The rush of triumphing over a massive challenge was enough to keep me coming back, and even had me creating my own artificial challenges as part of my own perceived progression. There was no award, no commission check, no bonus tied to me beating the game for the 5th time, and yet I wanted to do it despite the hours it would cost. In short, it was fun to beat the game over and over.

How can we as product managers build software that creates the same emotional response of wanting to “conquer the game” for the fun of it? Especially B2B software?

For strictly consumer software and for software with blended consumer/B2B uses (like Superhuman, Basecamp, and Asana), creating emotional responses and gamification features is a bit less complex. In fact, Rahul Vohra, CEO of the aforementioned Superhuman, gave an incredible interview to Patrick O’Shaughnessy where he touches on this topic (in addition to dozens of others). I highly recommend a listen.

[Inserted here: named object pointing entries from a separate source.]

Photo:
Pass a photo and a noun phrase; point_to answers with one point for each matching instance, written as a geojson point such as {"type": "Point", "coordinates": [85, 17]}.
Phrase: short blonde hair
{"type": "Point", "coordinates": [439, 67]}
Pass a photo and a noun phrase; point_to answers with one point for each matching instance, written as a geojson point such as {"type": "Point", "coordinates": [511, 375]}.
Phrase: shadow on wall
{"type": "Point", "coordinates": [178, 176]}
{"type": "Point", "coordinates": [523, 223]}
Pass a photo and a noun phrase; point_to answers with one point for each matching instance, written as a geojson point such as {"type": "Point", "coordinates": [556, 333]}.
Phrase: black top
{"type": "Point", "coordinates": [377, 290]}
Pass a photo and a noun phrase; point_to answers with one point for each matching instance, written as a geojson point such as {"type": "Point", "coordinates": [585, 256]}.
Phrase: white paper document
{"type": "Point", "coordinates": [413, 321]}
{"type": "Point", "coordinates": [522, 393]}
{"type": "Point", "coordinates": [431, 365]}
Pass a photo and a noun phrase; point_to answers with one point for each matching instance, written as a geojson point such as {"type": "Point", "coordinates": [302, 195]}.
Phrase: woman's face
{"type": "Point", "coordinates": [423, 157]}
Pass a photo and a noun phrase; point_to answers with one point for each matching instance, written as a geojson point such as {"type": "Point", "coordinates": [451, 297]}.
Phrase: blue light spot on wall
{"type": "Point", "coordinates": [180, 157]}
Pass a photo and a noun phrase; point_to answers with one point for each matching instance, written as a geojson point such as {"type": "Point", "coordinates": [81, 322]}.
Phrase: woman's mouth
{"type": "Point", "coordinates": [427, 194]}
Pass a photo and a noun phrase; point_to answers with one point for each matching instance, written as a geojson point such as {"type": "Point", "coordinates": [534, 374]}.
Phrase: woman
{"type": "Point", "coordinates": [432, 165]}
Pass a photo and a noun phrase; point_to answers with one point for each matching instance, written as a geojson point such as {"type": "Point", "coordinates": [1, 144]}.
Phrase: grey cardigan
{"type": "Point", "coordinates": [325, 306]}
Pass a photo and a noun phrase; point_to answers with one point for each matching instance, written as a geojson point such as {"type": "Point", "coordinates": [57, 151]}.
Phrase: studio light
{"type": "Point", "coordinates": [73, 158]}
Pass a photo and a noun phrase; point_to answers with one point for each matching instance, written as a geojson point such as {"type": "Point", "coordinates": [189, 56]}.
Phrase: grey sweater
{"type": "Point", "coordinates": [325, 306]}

For enterprise B2B software though, where I’ve spent my entire career, it’s a little bit different. After all, business is…well, serious business. But gamification doesn’t necessarily mean “give users badges for stuff” or cheesy leveling mechanics. It can be as simple as recreating the best parts of video games within a B2B context. There are several key things you can do as part of your app’s product vision that will inherently create the same pull to use your software that gamers feel when wanting to defeat the final boss for the umpteenth time.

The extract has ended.